Hi i work at a news paper and we are lookin a way to make archieve material available. Atm our pages come in pdf format so we need a way to export text and images from the pdf so that they can be added to a database. We've had a look at the News studio plugin for Adobe Acrobat from Iceni Technology, but just wondering if anyone else knows other options for exporting pdf data. thanks
There is pdftotext
(part of xpdf). It will extract text from PDF files (if it is stored as text in the PDF, and not as an image). You could probably use that.
However, be advised that any solution to extract text from PDF will be limited, as PDFs are really for display only. At the very least, you will not have metadata like article date, author etc.; also, if part of the text is in an image, you might lose that.

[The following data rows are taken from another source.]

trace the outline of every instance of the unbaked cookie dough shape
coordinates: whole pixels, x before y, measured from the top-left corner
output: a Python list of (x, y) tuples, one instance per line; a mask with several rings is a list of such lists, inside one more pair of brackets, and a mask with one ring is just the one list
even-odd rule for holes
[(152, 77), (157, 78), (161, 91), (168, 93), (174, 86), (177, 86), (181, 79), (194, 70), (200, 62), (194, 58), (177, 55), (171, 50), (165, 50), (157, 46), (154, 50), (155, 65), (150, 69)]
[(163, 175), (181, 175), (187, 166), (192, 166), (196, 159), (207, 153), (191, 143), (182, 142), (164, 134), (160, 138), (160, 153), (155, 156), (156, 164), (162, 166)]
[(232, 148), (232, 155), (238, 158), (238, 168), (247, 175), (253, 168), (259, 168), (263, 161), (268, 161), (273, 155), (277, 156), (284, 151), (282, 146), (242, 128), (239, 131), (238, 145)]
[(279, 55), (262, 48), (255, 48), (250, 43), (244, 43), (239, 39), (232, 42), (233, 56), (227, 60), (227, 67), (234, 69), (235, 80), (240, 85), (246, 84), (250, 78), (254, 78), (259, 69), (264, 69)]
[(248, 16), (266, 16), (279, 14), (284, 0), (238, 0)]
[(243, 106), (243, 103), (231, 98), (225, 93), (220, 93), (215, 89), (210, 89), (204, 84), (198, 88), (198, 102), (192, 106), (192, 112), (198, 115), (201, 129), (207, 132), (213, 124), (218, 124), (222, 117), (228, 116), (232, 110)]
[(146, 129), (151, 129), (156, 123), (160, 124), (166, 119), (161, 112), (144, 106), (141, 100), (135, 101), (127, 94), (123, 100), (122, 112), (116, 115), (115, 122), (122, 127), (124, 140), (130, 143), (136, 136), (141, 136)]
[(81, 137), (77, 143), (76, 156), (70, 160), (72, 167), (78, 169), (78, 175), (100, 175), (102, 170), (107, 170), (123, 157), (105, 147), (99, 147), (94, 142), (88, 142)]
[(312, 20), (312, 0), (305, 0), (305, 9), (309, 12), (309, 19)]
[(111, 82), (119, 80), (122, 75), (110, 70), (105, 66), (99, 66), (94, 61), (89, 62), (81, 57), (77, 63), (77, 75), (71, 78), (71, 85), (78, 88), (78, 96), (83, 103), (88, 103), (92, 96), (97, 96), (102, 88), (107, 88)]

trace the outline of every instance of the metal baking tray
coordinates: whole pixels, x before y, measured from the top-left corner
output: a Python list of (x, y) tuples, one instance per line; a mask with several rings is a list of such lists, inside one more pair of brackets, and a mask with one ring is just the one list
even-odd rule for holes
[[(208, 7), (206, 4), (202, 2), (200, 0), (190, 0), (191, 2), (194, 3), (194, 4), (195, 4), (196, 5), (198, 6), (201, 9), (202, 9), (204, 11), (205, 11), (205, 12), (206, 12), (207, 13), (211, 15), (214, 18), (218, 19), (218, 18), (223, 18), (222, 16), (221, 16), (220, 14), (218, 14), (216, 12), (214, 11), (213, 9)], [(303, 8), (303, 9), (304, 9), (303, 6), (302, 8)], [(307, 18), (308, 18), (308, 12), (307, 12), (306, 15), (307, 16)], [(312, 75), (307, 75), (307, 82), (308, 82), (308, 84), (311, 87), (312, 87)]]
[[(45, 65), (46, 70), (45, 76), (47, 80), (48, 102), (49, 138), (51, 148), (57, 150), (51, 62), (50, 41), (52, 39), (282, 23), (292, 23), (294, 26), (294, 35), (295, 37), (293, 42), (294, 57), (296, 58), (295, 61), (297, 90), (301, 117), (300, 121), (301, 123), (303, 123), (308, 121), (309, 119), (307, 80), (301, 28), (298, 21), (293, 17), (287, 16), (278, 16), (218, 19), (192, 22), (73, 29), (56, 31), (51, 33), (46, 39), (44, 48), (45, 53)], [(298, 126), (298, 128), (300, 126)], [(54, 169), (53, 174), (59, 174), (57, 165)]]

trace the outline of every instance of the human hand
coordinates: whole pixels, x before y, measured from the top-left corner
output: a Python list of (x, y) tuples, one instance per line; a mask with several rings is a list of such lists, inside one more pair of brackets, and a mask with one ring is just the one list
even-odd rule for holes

The better approach is probably to extract the raw data from the system which generates the PDFs, and archive that in a suitable format. Maybe more work, but better results.
If your pdfs already contain the text, then your job will be much easier: tools like pdftotext and pdftohtml will give you image and text output (see the Ubuntu package xpdf-utils).
On the other hand, if the text in your pdf is image-based then you'll have to look at OCR options. Fortunately, there are some good open source offerings. I have had some success using a combination of ImageMagick and Tesseract:
- First, convert PDFs to TIFF with ImageMagick (Tesseract won't OCR PDFs)
- OCR the TIFF using Tesseract (you can also try gocr, also available in the Ubuntu repos)
The key was to make sure the TIFFs were high enough enough quality. These ImageMagick settings worked well for me:
convert -depth 8 -density 500 -colorspace GRAY -resize 1600 input.pdf output.tif
If you need to extract metadata from a pdf as well (Title, Location, Subject, Author, etc.) then pdftk is a useful tool.